Os pilotos norte-americanos Joseph Lepore e Jean Paul Paladino, denunciados como responsáveis pelo acidente da Gol, em que morreram 154 pessoas, poderão responder nos Estados Unidos o interrogatório do processo que corre na Justiça Federal de Mato Grosso. As perguntas serão enviadas por escrito para os pilotos defendidos pelo escritório Dias e Carvalho Filho.

O juiz federal de Sinop (MT), Murilo Mendes, mudou seu posicionamento depois de decisão do Supremo Tribunal Federal, que aceitou pedido similar de dois comissários de bordo norte-americanos.

No julgamento do Habeas Corpus 91.444, que aconteceu no dia 4 de março, os ministros da 1ª Turma permitiram o interrogatório de Shawn Tipton Scott e Mathew Gonçalves nos EUA. Segundo o relator Menezes Direito, esse entendimento tem como base o Acordo de Assistência Jurídica firmado entre o Brasil e os Estados Unidos.

O tratado diz que o acusado estrangeiro deve ser convidado e não citado. Ele pode recusar o convite e, nesse caso, é ouvido em seu país. Se o réu vier ao Brasil, o Estado terá que bancar os gastos com passagem e estadia.

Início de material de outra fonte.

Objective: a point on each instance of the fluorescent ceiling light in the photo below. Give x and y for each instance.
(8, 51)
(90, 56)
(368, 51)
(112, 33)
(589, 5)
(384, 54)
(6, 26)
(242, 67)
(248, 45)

Murilo Mendes havia negado o pedido dos pilotos para não voltarem ao país. O Tribunal Regional Federal  1ª Região (Brasília) confirmou a decisão. Mas para dar rapidez ao processo o juiz resolver reconsiderar sua determinação.

“Se é muito grande a probabilidade de que os réus venham obter no Supremo Tribunal Federal (ou mesmo no Superior Tribunal de Justiça depois o pronunciamento do STF) o direito que lhes é negado desde o recebimento da denúncia, o melhor a ser feito é determinar, desde logo, sem demoras, as providências tendentes à realização do ato”, afirmou ele.

O juiz deixou as oitivas das testemunhas de defesa, que são norte-americanas, para depois do interrogatório. Desse modo, as cartas precatórias expedidas para as oitivas devem ser devolvidas. Ele pediu ainda que o STJ seja comunicado já que há um HC no tribunal com esse pedido.

Também são réus do processo, os controladores de vôo Jomarcelo Fernandes dos Santos, Lucivaldo Tibúrcio de Alencar, Leandro José Santos de Barros e Felipe Santos dos Reis.

No TRF, quando o HC foi negado, o desembargador Cândido Ribeiro esclareceu que em sessão de julgamento do dia 5 de dezembro de 2006, a mesma 3ª Turma devolveu os passaportes dos pilotos, mas com a condição expressa de que comparecessem a todos os atos do processo.

PROCESSO Nº : 2007.36.03.002400-5

CLASSE : 13101 – AÇÃO PENAL

AUTOR : MINISTÉRIO PÚBLICO FEDERAL

RÉUS : JOMARCELO FERNANDES DOS SANTOS, LUCIVANDO TIBÚRCIO DE ALENCAR, LEANDRO JOSÉ SANTOS DE BARROS, FELIPE SANTOS DOS REIS, JOSEPH LEPORE E JAN PAUL PALADINO

No momento mesmo do recebimento da denúncia, deliberei acerca do interrogatório dos réus americanos. Disse, na ocasião, que o Tratado de Cooperação Judiciária firmado entre Brasil e EUA (Decreto nº 3.810, de 21 de fevereiro de 2001) não lhes assegurava o direito de serem interrogados em seu país de origem. Colacionei, a propósito do tema, acórdão do Superior Tribunal de Justiça (HC 63.350, relator Ministro Félix Fischer).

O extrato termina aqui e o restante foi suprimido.